On November 13th we detailed a bullish leaning trade in Paypal (PYPL). We wanted to establish a position where we had leverage in the event of a breakout, but offered a reasonable buffer to the downside in the event the stock moved lower in an uncertain market. We did the in the form of a risk reversal. Here was the original trade and rationale:
*PYPL ($34.65) Buy Jan16 30 / 40 Risk Reversal for a 10 cent credit
-Sell to open 1 Jan16 30 put at .60
-Buy to open 1 Jan16 40 call for .50
Rationale: The stock is in the midpoint of its 4 month range, I am hesitant for an outright long entry here, but like the idea of establishing a range where I could get long on the downside at the all time lows, but also at what would be a breakout. Think of this trade as a leveraged good till cancel buy order below the market.

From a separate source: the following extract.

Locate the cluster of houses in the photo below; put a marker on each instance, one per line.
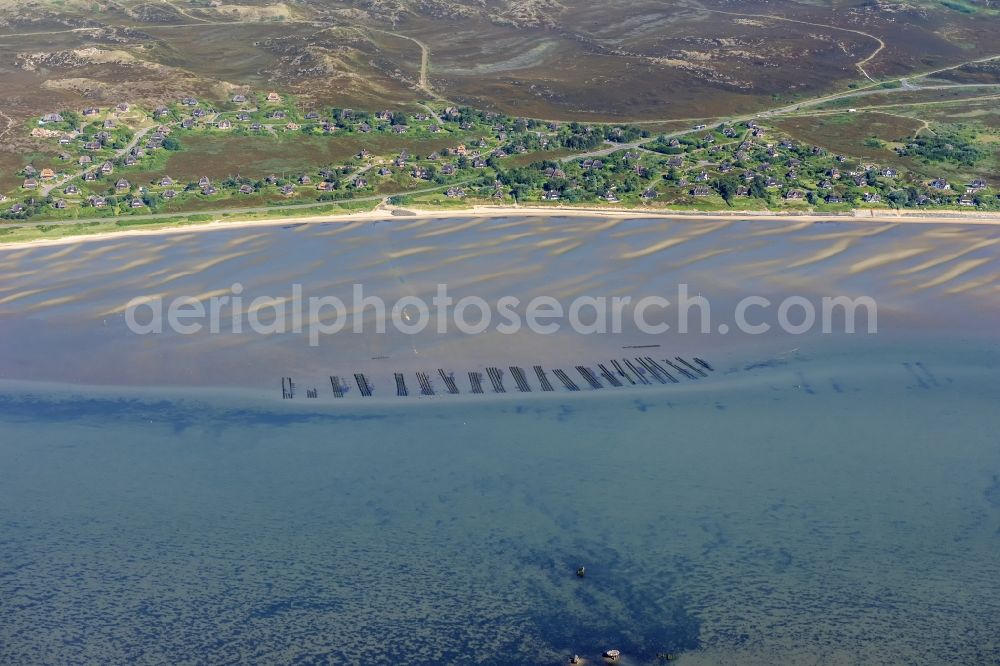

Because the stock was at a mid point in the range we didn’t want to put too much premium at risk in the event the stock which has been volatile since its spin out from EBAY in the Summer. And that’s what’s happened. The stock is now lower by almost 2 dollars. But that’s the great thing about the risk reversal trade is we’ve suffered no losses on that move lower.
With the stock now $32.80 the risk reversal is worthless and expires this Friday. We received a 10c credit for the trade initially so that means if there’s any concern about the $30 strike coming into play that can be closed for .05 today. But because this trade was done for a credit, for those who don’t like the risk of staying short a worthless put in this market, it makes sense to buy the put to close.
Action: PYPL ($32.80) Buy to Close 1 Jan 30 put for .05
We’ll keep our eye on the stock and if it does see $30 during another market sell-off we could look to do the same sort of structure, adjusting the strikes lower, a few months out.